I’m pleased more than I can say that Barry’s wife Ellen has granted me permission to reprint Barry’s reviews from Ah, Sweet Mysteries on this blog. Thank you, Ellen, very much.
June 18th, 2010 at 5:33 am
I never got to meet Barry either, but we corresponded and talked on the phone, as well as exchanging books and opinions. He is sorely missed in the apa and the mystery world at large.
That said, I disagree with him on Kinky. The one book of his I read was the only one I will ever read.

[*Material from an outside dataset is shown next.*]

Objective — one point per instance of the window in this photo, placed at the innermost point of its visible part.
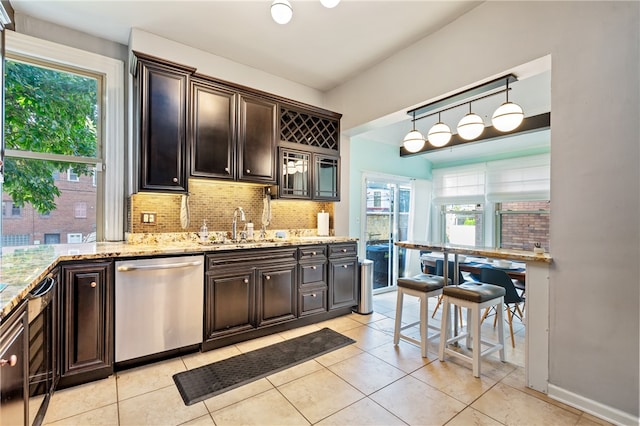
(521, 224)
(86, 78)
(463, 224)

June 18th, 2010 at 6:01 am
Being a Texan myself I find Kinky’s ‘professional Texan’ pose a bit tiresome (anyone who wears a cowboy hat and boots and is over ten years old and doesn’t work around animals is automatically untrustworthy in my eyes — country western singers going to the head of the class) and his brand of ‘downhome populism’ generally about as boring as I do ‘good old boys’ in general, but he is often funny, and I’m reminded of something my cousin once said when she was little and cornered by an elderly lady as to whether she liked her special banana pudding: “It’s awful good if you like it.”
Kinky does indeed write in aphorisms, some of them true and some very funny, but my tolerance for this sort of thing has grown thinner and shorter over the years and I have grown to feel about Kinky as I did about televisions McCLOUD. Frankly being a wit is something best not worked at half so hard. It either comes natural or not at all.

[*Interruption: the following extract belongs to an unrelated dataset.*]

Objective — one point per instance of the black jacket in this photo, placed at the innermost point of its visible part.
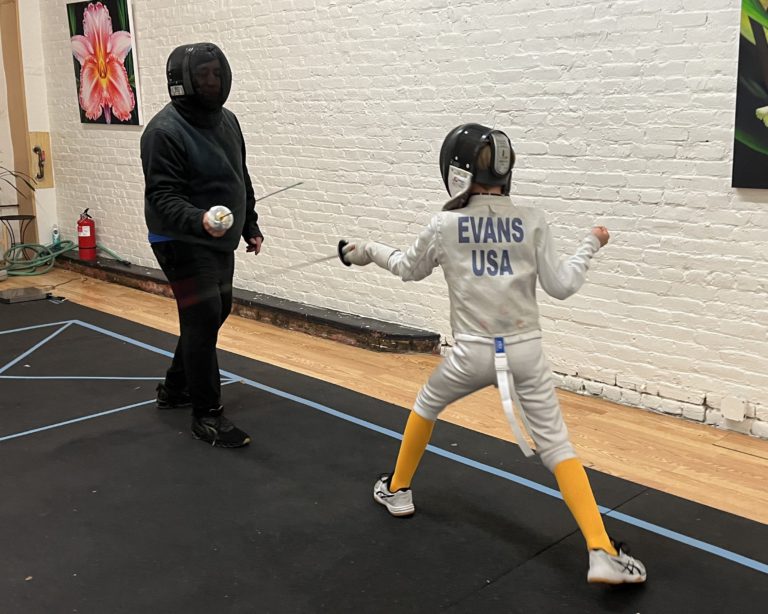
(190, 168)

It has never seemed to me to come naturally to Kinky.
But it’s awful good if you like it.
June 18th, 2010 at 7:12 am
Glad you got permission to print Barry’s reviews. They’re still relevant and insightful.
June 18th, 2010 at 8:37 am
I am a fan of Kinky’s “They Ain’t Makin’ Jews Like Jesus Anymore.”
June 18th, 2010 at 9:38 am
I quit reading Kinky with, I believe, GOD BLESS JOHN WAYNE which I just could not get through. (No reflection on John Wayne, btw.)
I loved the first four or so though, where I felt the Kinkster was still having a great time writing ’em.
June 18th, 2010 at 11:00 am
Bill
Thanks to you and Scott Cupp for helping me get in touch with Ellen. I appreciate it!
Everyone else
It’s too bad that Barry isn’t here to reply, but I’m afraid (as he anticipated in his review) that I have to be counted among those who haven’t (yet) seen the charm in Kinky’s act.
Which it is, I’m sure. I’ve not managed to get more than a page or two into any of his mysteries, but on the other hand, he must have a love for the genre, or why else did he write so many of them?
Notice that I put the word ‘yet’ in parentheses a paragraph or so back. If Barry enjoyed what Kinky was doing, at least early in the series, and there are maybe 18 of them now, maybe I might, too.
And maybe not, either.
— Steve
June 18th, 2010 at 3:04 pm
Here’s another who’s never been able to read through a Kinky Friedman novel. I’ve tried, I think, two and had to stop reading somewhere around the page 20. Just too many jokes, which weren’t funny.
June 18th, 2010 at 6:08 pm
Juri
Why am I not surprised to learn that the Kinkster’s style of humor never make it all the way over to Finland?
Were they published there? Could you have read a bad translation? Could he even be translated?
There are some things it never occurred to me to think about before, and this is one of them.
— Steve
June 18th, 2010 at 7:42 pm
Steve
In this one case the Kinksters sense of humor didn’t even make it to Oklahoma and a fellow Texan.
Popular as he is I don’t find him that funny in English — or what passes for it locally — I can’t imagine him in Finnish — but then Jerry Lewis is supposedly funnier in French …
June 23rd, 2010 at 10:13 am
Steve: sorry for late reply, but his books have indeed been translated in Finnish and I think they have been popular. I know several people who like Kinky’s books and humour very much.